Congratulations to President Trump and Democratic leaders in Congress for coming to a debt and budget agreement without a crisis.
Trump, Speaker of the House Nancy Pelosi and Senate Democratic leader Chuck Schumer announced the plan Monday. It increases the national debt limit, sets overall spending limits and prevents $125 billion in automatic spending cuts from hitting the Pentagon and domestic agencies in January.
While there are still debates to be had about specific spending packages and priorities, the agreement increases the debt limit enough to last two years. There’s little doubt both sides were eager to get through the next election cycle without the potential for another partial government shutdown or default on the national debt.
Whatever the motive, the urge to avoid a self-inflicted financial crisis for the richest nation on earth is a good one. The seemingly constant budgetary brinksmanship of recent years accomplished little good and quite a bit of bad. It damaged the nation’s financial reputation and increased public cynicism about the ability of Washington to accomplish the basics of governance.
All that said, we’re still a long way from having our house in order.
The national debt is too high, and nobody seems genuinely interested in doing anything about it. We’re borrowing money from ourselves and China to pay for things we ought to buy with cash or not at all.
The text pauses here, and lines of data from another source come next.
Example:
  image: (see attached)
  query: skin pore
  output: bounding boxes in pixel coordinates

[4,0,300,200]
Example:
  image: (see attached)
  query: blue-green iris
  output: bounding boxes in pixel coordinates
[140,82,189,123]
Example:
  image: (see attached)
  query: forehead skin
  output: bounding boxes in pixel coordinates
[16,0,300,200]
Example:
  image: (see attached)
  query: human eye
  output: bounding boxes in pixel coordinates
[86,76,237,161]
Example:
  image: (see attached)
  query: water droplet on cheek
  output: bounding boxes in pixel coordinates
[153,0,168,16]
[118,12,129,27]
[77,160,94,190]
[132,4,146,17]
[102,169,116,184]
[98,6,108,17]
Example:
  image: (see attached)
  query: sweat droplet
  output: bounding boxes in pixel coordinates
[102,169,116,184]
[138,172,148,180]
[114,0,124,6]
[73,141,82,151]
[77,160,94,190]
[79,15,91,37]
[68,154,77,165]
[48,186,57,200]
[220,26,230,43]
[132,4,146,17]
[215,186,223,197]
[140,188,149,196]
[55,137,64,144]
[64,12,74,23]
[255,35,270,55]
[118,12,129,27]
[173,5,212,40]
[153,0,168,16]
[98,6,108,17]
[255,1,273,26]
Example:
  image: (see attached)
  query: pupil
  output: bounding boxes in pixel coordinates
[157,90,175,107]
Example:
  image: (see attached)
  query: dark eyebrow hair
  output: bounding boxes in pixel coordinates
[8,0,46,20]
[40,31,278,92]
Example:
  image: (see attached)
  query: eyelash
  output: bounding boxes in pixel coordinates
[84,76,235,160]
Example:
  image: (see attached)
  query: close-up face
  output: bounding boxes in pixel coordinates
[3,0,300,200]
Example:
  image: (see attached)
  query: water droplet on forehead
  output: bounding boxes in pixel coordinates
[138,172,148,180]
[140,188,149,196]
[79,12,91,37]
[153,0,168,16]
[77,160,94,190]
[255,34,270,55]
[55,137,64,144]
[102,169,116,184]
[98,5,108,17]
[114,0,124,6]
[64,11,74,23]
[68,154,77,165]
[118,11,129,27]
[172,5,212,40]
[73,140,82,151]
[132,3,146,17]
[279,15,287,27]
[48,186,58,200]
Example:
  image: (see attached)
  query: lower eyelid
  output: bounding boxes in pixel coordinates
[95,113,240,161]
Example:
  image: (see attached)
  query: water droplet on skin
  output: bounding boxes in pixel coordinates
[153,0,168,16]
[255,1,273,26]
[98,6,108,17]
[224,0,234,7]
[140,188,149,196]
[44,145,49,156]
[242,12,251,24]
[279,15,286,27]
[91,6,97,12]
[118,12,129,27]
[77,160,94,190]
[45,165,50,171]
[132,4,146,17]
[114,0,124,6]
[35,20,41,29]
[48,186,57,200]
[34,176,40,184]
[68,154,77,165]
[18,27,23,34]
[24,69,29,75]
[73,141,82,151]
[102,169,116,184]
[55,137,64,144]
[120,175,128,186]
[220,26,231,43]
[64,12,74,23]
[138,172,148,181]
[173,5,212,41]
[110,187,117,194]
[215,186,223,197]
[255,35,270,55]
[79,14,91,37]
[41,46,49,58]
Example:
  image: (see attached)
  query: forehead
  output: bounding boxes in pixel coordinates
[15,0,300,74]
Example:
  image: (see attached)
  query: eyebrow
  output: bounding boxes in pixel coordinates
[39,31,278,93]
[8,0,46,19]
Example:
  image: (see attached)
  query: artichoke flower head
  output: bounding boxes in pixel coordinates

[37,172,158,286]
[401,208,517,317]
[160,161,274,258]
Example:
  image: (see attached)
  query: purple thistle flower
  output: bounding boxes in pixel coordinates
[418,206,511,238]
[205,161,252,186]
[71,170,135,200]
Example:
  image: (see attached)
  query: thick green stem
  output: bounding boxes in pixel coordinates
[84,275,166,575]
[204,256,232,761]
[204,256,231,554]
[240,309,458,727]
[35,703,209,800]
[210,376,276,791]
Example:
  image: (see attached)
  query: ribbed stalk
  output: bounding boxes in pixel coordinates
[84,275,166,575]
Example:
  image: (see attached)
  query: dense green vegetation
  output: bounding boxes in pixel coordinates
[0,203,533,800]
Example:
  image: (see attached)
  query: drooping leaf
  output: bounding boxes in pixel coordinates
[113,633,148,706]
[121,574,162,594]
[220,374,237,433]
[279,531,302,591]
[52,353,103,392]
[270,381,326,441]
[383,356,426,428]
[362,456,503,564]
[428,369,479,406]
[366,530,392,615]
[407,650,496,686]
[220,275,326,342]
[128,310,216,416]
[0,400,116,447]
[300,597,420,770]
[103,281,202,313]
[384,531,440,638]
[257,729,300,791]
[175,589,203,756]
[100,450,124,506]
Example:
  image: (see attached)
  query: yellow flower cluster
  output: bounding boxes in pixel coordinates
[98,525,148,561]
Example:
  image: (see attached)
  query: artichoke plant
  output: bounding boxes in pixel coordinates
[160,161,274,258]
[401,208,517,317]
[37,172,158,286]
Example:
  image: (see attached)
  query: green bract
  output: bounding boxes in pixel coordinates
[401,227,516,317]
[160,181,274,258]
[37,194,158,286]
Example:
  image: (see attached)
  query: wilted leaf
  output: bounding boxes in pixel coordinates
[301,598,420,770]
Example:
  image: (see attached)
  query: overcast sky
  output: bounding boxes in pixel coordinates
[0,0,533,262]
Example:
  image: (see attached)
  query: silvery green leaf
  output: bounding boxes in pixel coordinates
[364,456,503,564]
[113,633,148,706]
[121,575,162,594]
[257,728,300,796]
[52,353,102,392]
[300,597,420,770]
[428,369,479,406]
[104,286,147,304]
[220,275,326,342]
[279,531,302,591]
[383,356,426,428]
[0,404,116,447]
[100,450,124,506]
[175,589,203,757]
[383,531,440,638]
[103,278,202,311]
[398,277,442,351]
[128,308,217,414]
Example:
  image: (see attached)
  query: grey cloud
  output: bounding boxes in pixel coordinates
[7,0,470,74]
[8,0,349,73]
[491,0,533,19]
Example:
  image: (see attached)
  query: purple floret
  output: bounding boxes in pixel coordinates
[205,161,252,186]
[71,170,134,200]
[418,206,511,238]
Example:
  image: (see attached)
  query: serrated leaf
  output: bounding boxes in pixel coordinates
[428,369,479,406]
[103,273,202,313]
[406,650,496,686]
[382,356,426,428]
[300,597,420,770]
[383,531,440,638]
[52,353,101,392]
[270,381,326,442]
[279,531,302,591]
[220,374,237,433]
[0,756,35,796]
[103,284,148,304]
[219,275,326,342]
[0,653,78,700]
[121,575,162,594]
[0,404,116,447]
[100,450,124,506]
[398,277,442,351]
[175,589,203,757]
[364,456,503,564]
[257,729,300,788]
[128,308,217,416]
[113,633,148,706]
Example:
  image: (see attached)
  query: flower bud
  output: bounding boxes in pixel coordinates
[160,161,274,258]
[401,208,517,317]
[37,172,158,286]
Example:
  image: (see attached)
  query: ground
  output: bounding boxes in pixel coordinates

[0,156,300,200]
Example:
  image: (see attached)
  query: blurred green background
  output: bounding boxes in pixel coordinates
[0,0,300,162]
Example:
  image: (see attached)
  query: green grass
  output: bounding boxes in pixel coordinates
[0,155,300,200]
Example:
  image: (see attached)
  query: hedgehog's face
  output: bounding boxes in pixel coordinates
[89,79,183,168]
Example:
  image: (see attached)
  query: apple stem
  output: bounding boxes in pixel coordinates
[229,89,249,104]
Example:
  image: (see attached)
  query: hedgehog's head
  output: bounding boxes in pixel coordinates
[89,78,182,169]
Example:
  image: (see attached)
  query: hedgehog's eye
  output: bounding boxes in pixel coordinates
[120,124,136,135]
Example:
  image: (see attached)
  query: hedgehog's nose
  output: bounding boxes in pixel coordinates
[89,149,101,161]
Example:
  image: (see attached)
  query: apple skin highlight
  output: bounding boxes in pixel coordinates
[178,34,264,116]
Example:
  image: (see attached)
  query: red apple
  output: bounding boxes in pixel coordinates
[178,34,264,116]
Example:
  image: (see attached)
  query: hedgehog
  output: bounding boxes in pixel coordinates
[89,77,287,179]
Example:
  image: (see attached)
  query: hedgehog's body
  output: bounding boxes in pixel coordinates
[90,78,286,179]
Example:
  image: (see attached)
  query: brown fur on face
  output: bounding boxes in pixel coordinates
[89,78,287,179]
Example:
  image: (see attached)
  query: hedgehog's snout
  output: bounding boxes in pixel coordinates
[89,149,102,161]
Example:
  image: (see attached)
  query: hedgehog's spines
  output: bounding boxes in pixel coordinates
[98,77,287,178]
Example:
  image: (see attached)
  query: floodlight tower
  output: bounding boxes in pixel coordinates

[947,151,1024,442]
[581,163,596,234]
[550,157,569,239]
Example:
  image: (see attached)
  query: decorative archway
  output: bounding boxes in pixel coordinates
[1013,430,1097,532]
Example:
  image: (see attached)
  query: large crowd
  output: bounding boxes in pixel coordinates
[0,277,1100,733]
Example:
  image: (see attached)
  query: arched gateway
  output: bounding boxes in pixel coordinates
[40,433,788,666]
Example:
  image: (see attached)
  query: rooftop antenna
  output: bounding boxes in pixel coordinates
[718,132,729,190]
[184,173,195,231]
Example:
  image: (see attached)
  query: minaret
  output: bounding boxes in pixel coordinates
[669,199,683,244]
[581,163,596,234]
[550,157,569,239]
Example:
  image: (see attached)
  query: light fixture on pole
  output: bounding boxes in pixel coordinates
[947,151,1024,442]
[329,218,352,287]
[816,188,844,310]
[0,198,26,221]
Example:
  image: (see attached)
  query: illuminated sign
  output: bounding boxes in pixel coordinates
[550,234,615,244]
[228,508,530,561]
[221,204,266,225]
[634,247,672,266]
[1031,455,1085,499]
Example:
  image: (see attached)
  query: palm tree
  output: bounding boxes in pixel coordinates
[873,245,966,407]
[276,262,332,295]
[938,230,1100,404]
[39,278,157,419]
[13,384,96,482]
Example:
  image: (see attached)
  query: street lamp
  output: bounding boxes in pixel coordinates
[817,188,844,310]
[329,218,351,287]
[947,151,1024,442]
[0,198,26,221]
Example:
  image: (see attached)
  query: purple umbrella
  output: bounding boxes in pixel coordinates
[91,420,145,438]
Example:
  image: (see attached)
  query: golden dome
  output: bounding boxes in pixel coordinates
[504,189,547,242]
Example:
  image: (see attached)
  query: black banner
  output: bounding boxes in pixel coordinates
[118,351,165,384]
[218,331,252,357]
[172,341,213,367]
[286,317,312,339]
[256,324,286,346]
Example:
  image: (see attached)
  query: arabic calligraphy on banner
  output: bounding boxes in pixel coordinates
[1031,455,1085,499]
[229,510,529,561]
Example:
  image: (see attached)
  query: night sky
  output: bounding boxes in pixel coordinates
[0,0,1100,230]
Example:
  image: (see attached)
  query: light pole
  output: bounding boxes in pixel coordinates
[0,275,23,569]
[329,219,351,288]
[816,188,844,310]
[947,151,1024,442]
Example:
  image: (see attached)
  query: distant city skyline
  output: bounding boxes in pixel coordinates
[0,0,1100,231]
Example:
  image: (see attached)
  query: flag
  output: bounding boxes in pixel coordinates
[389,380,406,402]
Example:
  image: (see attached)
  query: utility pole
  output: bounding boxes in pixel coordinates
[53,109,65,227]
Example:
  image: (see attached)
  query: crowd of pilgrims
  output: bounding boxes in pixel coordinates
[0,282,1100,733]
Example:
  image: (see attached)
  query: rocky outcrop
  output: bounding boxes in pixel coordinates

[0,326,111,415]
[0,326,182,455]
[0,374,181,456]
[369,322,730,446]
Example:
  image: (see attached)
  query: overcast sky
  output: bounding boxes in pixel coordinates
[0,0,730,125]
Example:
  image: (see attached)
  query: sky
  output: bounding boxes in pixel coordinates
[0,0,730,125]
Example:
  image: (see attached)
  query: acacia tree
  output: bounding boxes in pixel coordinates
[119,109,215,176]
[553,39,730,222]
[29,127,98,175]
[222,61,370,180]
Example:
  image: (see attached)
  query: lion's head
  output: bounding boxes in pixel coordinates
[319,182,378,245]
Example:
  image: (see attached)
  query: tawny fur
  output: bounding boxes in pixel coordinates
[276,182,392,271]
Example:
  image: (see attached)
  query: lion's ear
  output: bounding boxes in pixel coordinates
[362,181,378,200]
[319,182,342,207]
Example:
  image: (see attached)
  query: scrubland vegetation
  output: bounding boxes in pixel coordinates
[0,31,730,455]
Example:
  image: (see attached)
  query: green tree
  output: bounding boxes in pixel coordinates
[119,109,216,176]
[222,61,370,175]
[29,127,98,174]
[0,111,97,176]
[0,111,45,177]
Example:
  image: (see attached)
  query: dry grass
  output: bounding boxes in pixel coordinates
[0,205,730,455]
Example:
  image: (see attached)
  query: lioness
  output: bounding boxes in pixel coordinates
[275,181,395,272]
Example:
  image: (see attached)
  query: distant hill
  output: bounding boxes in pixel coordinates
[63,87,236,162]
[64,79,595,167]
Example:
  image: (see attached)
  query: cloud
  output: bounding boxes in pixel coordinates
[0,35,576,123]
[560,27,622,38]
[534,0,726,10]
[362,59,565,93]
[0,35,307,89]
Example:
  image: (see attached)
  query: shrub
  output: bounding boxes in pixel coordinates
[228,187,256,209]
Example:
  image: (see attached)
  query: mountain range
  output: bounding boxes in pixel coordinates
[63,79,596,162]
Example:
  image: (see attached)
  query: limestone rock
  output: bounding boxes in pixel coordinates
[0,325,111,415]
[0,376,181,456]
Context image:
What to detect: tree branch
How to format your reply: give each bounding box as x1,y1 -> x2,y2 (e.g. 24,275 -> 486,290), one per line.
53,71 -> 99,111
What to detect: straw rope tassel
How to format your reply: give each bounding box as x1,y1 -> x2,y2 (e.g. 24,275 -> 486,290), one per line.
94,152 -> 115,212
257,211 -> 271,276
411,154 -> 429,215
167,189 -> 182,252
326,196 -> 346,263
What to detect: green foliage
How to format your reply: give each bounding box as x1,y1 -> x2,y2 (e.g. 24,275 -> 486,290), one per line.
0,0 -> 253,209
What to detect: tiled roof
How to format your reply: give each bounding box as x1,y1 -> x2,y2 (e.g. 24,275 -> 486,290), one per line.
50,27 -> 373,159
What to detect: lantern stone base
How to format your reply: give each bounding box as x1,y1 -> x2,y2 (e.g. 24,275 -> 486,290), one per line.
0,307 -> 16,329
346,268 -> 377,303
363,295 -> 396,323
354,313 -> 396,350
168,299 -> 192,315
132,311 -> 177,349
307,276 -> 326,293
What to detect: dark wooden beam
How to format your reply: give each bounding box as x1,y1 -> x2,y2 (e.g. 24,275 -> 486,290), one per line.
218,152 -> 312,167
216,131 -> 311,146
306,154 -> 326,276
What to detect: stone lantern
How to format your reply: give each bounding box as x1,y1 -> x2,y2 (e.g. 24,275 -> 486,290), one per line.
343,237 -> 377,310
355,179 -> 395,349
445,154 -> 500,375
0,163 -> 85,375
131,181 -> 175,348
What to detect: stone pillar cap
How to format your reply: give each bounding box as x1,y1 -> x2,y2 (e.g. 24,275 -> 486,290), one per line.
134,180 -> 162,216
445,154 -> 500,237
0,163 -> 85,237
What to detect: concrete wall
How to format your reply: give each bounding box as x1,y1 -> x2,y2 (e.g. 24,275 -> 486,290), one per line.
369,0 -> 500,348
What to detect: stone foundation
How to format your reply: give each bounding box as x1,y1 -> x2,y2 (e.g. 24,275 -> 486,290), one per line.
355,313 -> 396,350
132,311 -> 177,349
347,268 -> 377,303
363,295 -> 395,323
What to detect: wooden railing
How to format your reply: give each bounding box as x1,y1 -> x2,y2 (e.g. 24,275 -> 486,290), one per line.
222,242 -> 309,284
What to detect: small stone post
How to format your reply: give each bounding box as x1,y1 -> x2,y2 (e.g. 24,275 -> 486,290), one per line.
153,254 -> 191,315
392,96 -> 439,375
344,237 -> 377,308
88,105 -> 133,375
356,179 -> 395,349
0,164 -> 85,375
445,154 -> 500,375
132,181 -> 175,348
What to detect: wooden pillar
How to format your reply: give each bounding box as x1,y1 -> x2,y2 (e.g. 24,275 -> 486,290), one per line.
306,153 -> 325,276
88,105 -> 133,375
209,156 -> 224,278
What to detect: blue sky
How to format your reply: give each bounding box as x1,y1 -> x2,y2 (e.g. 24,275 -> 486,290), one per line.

In a time of prosperity and full employment, we’re maintaining the fiscal policy of a nation in depression, enriching the 1% and leaving us with fewer options when we do have an economic downturn. Our grandchildren may curse us for our national profligacy, including Tuesday’s compromise.
Republicans and Democrats have shown some budgetary sanity by avoiding a debt crisis. Perhaps now they can aspire to some actual financial wisdom with some deficit reduction.